The classical mechanics equation for distance traveled by a projectile, launched at speed v, angle θ, and height above the ground h, is:
d = v cos(θ) (v sin(θ)+√(v^2 sin^2(θ)+2 g h))/g
When h = 0 and θ=π/4 this reduces to simply:
d = v^2/g
Thus maximum distance is inversely proportional to gravitational acceleration.
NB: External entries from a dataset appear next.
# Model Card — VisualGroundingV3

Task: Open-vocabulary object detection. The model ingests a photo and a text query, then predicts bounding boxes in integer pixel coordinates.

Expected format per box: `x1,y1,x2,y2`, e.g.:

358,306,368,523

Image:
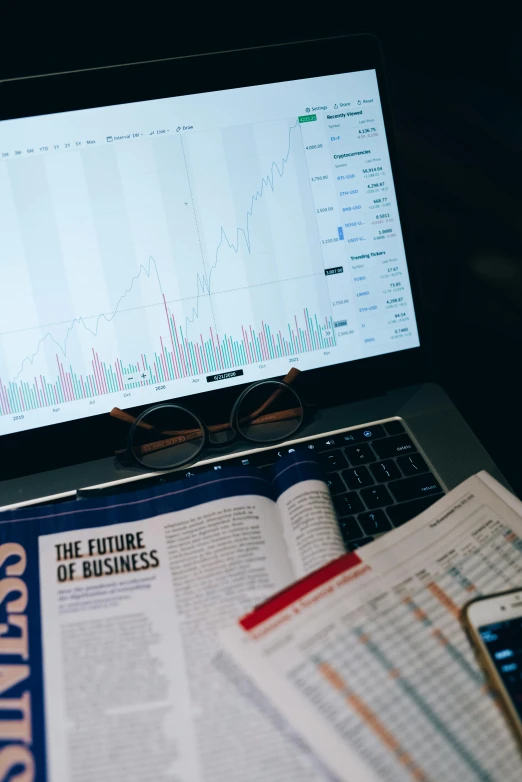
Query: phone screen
478,616,522,719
For the same initial velocity and launch angle, the distance on the moon is then: 6 * 2.07[m].
43 m/s
To find the maximum range on the Moon, we can use the range formula for projectile motion:
Range = (velocity^2 * sin(2θ)) / g
Given:
- Initial altitude (y₀) = 0 (assuming the person jumps from the ground)
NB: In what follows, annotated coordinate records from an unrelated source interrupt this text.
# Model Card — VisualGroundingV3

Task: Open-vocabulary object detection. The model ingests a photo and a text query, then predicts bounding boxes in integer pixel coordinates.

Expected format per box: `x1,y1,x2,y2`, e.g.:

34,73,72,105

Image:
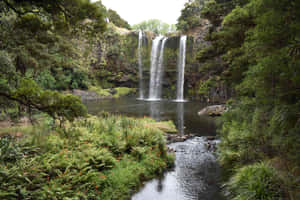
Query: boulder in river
198,105,226,116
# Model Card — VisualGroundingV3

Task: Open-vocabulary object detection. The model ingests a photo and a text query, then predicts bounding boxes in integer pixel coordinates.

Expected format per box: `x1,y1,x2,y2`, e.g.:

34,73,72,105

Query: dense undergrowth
178,0,300,200
0,114,174,200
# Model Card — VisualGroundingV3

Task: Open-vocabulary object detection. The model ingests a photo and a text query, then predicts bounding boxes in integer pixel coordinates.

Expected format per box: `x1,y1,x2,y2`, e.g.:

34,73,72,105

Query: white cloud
93,0,188,25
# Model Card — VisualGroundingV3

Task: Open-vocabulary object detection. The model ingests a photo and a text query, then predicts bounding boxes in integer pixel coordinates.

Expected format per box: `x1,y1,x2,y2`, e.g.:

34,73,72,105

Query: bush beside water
0,115,174,200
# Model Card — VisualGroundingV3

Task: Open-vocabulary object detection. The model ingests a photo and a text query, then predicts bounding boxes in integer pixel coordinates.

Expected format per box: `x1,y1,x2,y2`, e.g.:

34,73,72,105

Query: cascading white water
175,35,187,102
154,37,168,99
148,36,167,101
138,30,145,99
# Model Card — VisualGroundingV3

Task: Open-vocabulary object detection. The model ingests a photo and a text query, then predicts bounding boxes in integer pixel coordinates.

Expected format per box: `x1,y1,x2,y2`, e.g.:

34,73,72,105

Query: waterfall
149,36,168,101
155,37,168,99
176,35,187,102
138,30,144,99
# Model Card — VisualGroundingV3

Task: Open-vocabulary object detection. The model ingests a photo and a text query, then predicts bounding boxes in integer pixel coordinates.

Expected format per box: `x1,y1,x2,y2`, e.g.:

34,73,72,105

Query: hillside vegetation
177,0,300,200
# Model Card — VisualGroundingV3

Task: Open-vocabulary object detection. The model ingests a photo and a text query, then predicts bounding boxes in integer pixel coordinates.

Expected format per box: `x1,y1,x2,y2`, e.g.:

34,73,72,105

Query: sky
94,0,188,25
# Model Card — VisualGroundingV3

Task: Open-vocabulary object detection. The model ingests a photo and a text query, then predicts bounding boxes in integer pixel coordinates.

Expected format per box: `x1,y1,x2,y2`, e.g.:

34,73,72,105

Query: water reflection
149,101,163,121
132,137,222,200
85,98,216,136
- Projection angle (θ) = 45°
- Maximum horizontal distance on Earth (Rangeₑ) = 2.07 m
- Acceleration due to gravity on the Moon (gₘ) = 9.80 m/s² / 6 = 1.63 m/s²
Step 1: Determine the initial velocity (v₀) on Earth.
Using the range formula for Earth:
Rangeₑ = (v₀² * sin(2θ)) / g
Rearranging the formula, we can solve for v₀:
v₀ = sqrt((Rangeₑ * g) / sin(2θ))
Plugging in the given values:
v₀ = sqrt((2.07 * 9.80) / sin(2 * 45°))
v₀ ≈ 5.95 m/s
Step 2: Determine the new maximum range on the Moon (Rangeₘ).
Using the range formula:
Rangeₘ = (v₀² * sin(2θ)) / gₘ
Plugging in the values we calculated:
Rangeₘ = (5.95² * sin(2 * 45°)) / 1.63
Rangeₘ ≈ 8.66 m
Therefore, the person's maximum range on the Moon, where the free-fall acceleration is g/6, is approximately 8.66 meters.
To find the maximum range on the Moon, we need to consider the projectile motion equation for horizontal distance:
Range = (Initial Velocity^2 * sin(2θ)) / g
Given that the maximum horizontal distance on Earth is 2.07 m, we can find the initial velocity using the projection angle of 45°.
First, let's find the initial velocity on Earth:
Range = 2.07 m
θ = 45°
g = 9.80 m/s^2
Rearranging the equation, we get:
Initial velocity^2 = (Range * g) / sin(2θ)
Substituting the values, we have:
Initial velocity^2 = (2.07 * 9.80) / sin(90°)
= 20.266
Taking the square root of both sides, we get:
Initial velocity = sqrt(20.266)
= 4.50 m/s
Now, let's find the maximum range on the Moon.
g (gravity on the Moon) = g/6
g (gravity on the Moon) = (9.80 m/s^2) / 6
= 1.633 m/s^2
Using the same formula, but now with the gravity on the Moon, we have:
Range = (Initial Velocity^2 * sin(2θ)) / g
Range = (4.50^2 * sin(90°)) / 1.633
Since sin(90°) is equal to 1, we simplify further:
Range = (4.50^2) / 1.633
Range = 20.25 / 1.633
Range = 12.39 m
Therefore, the maximum range of the person's jump on the Moon, where the free-fall acceleration is g/6, would be approximately 12.39 meters.